The monarchist’s eyes widened. ‘Ah yes. Quite the… character.’

‘And you remember the story he told us?’ Riot prompted him. ‘About the bodies turning up? About the patients he couldn’t heal?’

‘Those without skills? Yes, I remember. You mean to say…’

‘Marm was one of them,’ Sham said. ‘One of the victims.

Kryl nodded to himself, considering this for a moment. Then, suddenly: ‘Come, seeing as we are conversing anyway, we might as well have ourselves a drink. Old Fashioned’s all round?’

‘None for Sham,’ Riot cut in.

He smiled at her for the help, but couldn’t help but feel an ounce of resentment at her for keeping the cocktail out of his hands.

They followed Kryl through the back rooms of the casino and then out onto the main floor. Kryl flashed the bouncer a nod as he passed, as if to signify that everything was well, and then pushed onwards for the bar. He ordered the drinks not by opening his mouth, but by holding up two fingers to the woman behind the bar.

They waited in silence for the drinks to be made, and then, cocktails in hand, Kryl turned back to Sham and Riot. ‘I think we can all agree that there is a link. That, on one hand, we have dying citizens stripped of skills, and, on the other, mysterious vials with skills condensed from… Well, with no information on the source provided. It would take a particularly dim moron’ — Kryl glanced at Sham — ‘not to make a connection between the two.’

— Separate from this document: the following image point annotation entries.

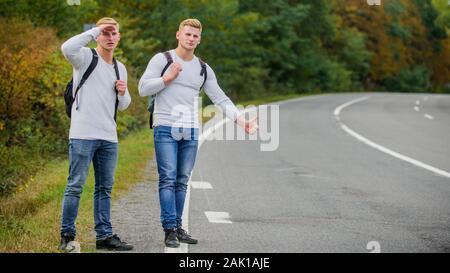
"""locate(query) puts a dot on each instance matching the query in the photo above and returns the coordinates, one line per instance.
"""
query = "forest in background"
(257, 48)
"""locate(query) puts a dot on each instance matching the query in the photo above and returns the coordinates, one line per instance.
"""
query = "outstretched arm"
(218, 97)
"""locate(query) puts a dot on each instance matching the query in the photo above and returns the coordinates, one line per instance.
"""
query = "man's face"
(109, 38)
(189, 37)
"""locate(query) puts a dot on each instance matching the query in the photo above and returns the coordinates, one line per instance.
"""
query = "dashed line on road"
(201, 185)
(218, 217)
(381, 148)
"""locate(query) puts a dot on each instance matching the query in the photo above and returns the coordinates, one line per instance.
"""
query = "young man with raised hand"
(93, 128)
(176, 91)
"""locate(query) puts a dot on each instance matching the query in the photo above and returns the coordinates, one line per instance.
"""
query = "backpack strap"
(203, 72)
(116, 69)
(169, 62)
(86, 74)
(151, 99)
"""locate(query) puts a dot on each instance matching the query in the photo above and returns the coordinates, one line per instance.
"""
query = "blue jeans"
(176, 149)
(103, 154)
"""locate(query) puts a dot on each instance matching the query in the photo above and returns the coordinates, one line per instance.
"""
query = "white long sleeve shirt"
(94, 119)
(176, 105)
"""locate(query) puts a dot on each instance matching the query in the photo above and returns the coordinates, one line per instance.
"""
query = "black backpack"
(69, 98)
(151, 99)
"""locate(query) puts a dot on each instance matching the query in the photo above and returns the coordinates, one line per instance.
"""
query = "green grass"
(30, 218)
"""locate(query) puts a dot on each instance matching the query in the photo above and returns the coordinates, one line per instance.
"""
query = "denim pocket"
(80, 147)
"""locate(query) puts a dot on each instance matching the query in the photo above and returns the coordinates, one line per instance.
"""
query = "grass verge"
(30, 218)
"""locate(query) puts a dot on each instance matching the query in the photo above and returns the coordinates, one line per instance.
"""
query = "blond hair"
(191, 22)
(108, 20)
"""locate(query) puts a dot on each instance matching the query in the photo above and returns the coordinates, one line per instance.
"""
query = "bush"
(413, 79)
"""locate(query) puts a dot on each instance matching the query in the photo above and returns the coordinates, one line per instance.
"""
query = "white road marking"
(384, 149)
(201, 185)
(429, 117)
(218, 217)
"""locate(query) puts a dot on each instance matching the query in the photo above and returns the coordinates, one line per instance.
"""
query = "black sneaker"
(184, 237)
(170, 238)
(113, 243)
(65, 239)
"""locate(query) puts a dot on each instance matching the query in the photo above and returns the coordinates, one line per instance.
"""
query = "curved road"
(324, 190)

‘How, though?’ Riot asked. ‘How could—’

‘I do not know. The process itself remains a mystery to me, though I do not think that absence of information is enough to negate this hypothesis.’

Sham kept his eyes on the intricately detailed glass being held in Kryl’s hand as he spoke. ‘Can we stop their creation? Use the Loop to our advantage? Stop Julya getting her hands on more vials, getting stronger? That way, we might be able to beat her.’

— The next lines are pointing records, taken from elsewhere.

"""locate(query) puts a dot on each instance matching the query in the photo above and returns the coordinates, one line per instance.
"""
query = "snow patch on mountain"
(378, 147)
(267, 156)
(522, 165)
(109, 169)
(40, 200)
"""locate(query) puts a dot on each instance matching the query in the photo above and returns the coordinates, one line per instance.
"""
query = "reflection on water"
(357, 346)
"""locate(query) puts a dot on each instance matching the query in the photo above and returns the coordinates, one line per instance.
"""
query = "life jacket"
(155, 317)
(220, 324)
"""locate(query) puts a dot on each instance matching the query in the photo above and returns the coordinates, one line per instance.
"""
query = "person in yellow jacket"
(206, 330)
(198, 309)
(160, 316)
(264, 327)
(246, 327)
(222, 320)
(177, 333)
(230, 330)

Kryl shook his head. ‘The evidence—’

‘The bodies,’ Riot rephrased.

‘—suggests that this process has being going on for months. Or, at least, the research of this process. This could not have happened overnight, of course. The first evidence I have of skill vials being distributed is on the initial day of the Loop, suggesting that their creation is beyond the limits of our reach.’

‘You didn’t mock me for it,’ Sham commented.

Kryl shrugged, took a look around the room at the casino’s paying customers. ‘No. I had such an idea myself.’

‘So, then, the strategy remains the same?’ Sham asked. ‘We have to… We have to kill her?’

Both Kryl and Riot gulped down the remainder of their drinks. ‘Yes, Sham. I’m afraid so.’